Tuesday, July 08, 2008

well, that passed

i am such a fucking embarrassment to myself sometimes. i cannot even relate to what i was prattling on about in posts prior.
just watched 'stop-loss.' i had lofty hopes, having been floored by 'boys don't cry', but i was decidedly unimpressed by this one. j was similarly disgruntled. we tend to be on the same page cinematically. for a proper war movie, 'jarhead' and 'coming home' are far better.
i visited my parents yesterday. it was all right. i love them but christ- the way my father berates my mother is so fucking difficult to be witness to. i have mentioned this to them before. i have said "i understand that this is your dynamic and that nothing is going to change- but it can be very hard to be around." and that is all i can do. my father is an odd duck. he is deprecatingly self-aware but gallingly oblivious to his actions as he actually performs them. or: his hindsight is 20/15 but his present is disablingly myopic. i can see how i resemble that. and it horrifies me.
my mom told me of her clearest memory of her grandmother, who died when she was about ten. she and her mother had taken her grandmother on an outing from her nursing home- "one of the only times i remember my mom being patient" she said- and the three of them went to wapato park in tacoma. my mother and her grandmother were watching the birds on the lake when her grandmother started laughing "and she had a great laugh" said my mom, "very rollicking." "look at the duck butts!" her grandmother exclaimed. she found the sight of multiple ducks with their heads underwater hysterical. my mother was laughing too, telling this story. "i always think of her when i see ducks in the water" she said. i have lived this long and never knew this about her. and from now on, whenever i see ducks, i will think of her telling me this, and how her expression was happy and sad at once. i adore my mother.
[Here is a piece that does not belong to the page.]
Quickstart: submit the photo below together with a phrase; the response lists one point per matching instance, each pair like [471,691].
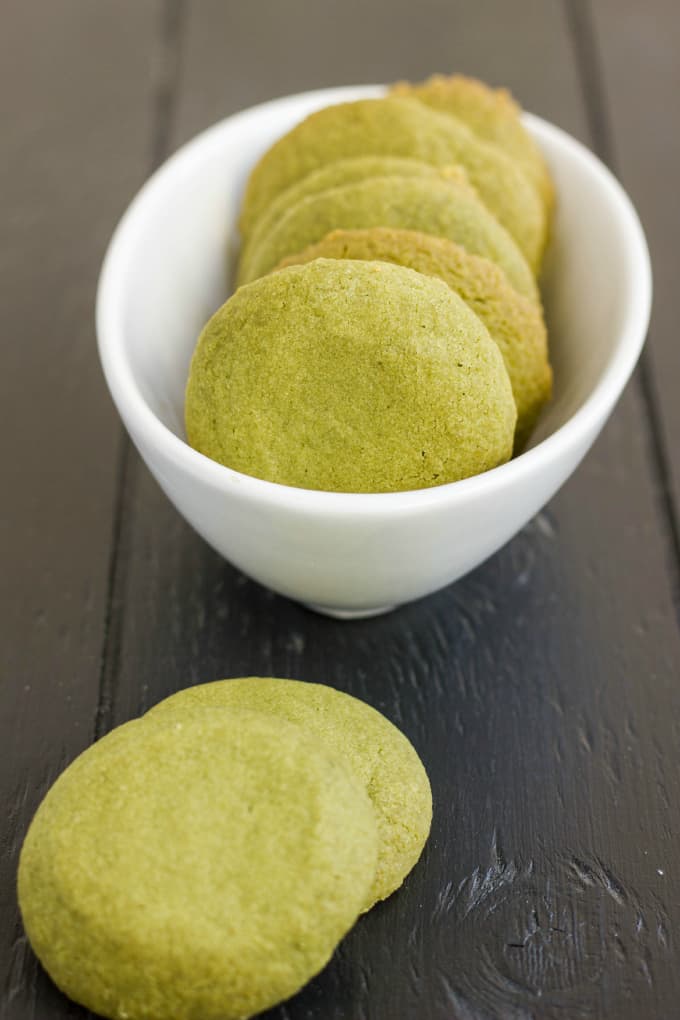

so on the drive back to seattle, in the dark with no cigarettes, trying to sing with gravelly gravitas, i was getting increasingly pissed off about how my father treats such a cool woman so crappily- and how she is not only fucking used to it, but amused and indulgent of it. perhaps i am just far more fucking intolerant of such things now. anyhow, they've been married for nearly 35 years and i have two divorces and... several cats. even as their daughter, i will never fully know their relationship. something about it works.
'american x' (track 12) by black rebel motorcycle club is a fucking fantastic song.